I so need to get my bloodwork done so we can determine what is wrong and get to work on making my life less painful.

I was looking at books this weekend and hoping to find something to help me with what I was talking about my previous post, Do the Hustle. Most of the books I found had to do with how to be happy or have a better sex life. I only found a few that touched on anything close to what I was looking for. So I picked this one TamingYour Gremlin.

You have to start somewhere, as I’m often said to others `;~) It doesn’t really matter where you start as long as you do!

Oh, and I made an about me page entitled Life in the ShellyVerse

Do the Hustle

I love it when I find or read something that clicks and gives me one of those AHA moments. For instance, this article What’s your Side Hustle From Escape from Cubicle Nation did just that for me tonight…
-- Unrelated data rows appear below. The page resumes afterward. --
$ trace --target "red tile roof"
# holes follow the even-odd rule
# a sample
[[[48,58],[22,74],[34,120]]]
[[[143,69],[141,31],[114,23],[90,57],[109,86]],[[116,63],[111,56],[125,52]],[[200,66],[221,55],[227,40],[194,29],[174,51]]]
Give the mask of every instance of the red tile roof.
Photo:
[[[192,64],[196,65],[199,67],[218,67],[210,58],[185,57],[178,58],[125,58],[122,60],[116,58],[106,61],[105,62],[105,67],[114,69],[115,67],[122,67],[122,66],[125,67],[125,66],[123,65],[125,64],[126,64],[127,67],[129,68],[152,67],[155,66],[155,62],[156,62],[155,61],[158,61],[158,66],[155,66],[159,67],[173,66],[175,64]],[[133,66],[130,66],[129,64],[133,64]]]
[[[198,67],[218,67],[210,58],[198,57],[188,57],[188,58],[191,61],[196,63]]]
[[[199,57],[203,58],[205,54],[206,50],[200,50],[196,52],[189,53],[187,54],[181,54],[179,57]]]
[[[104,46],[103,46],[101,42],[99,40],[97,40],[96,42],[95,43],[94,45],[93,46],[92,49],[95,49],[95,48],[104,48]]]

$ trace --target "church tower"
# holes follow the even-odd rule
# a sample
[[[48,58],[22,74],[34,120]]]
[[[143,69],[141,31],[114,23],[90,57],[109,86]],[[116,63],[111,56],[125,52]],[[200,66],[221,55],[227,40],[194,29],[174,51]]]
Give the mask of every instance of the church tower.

Suddenly, it clicked, the reason none of my ideas, dreams, or goals have succeeded. I’ve never hustled for it- never put in the time and put the elbow grease into anything I’ve wanted. I’ve created some amazing jewelry and made wonderful incenses, but it has never gone anywhere. I have never gone the extra mile!

This was my latest jewelry project. This beaded cuff was designed for a very special friend’s iniation. It is made of sterling silver wire and contains 52 swarovski crystals. It is one of my favorite pieces `;~) So, yes, I can create beautiful work and I am good at it.

So what has kept me from hustling it? What has kept me from doing the work? Honestly, nothing!

It’s not that I expect things to just fall in my lap, though on occasion it does happen `;~) It’s more that I’ve …. hmmmm…. never developed those skills. I don’t know how to drive and push myself. I don’t know how to overcome that moment when nothing happens after the launch. I don’t know how to follow through. I don’t want to get into why I did not develop these very necessary skills. It is in my past and it is over and done.

So in many ways, part of my work this year is going to be developing those skills. Learning how to follow through and not give up throwing my hands in the air and saying “oh well.” I don’t want to live an “oh well” kind of life.

I’m tired of living a life where I am constantly hearing how much potential I have. Or how smart I am. and not having a clue what to do with it! And no, I do not know how to apply myself. What the hell does that mean anyway? To apply myself??? I’ve never understood this.

When I see what I’ve written, I want to erase it all. It makes me worry that maybe I really do have mental issues, some kind of social disorder or that maybe I really am totally mental. Maybe I should get in therapy. But then I would have to drag all these old issues back up. This is not where this post was meant to go, so I may indeed erase some of those mental shuffling that is going on here.

It’s funny how writing brings out all these things. SHould I filter myself? Isn’t that what I’ve done all my life? Filtered myself down until I could fit into the molds of society?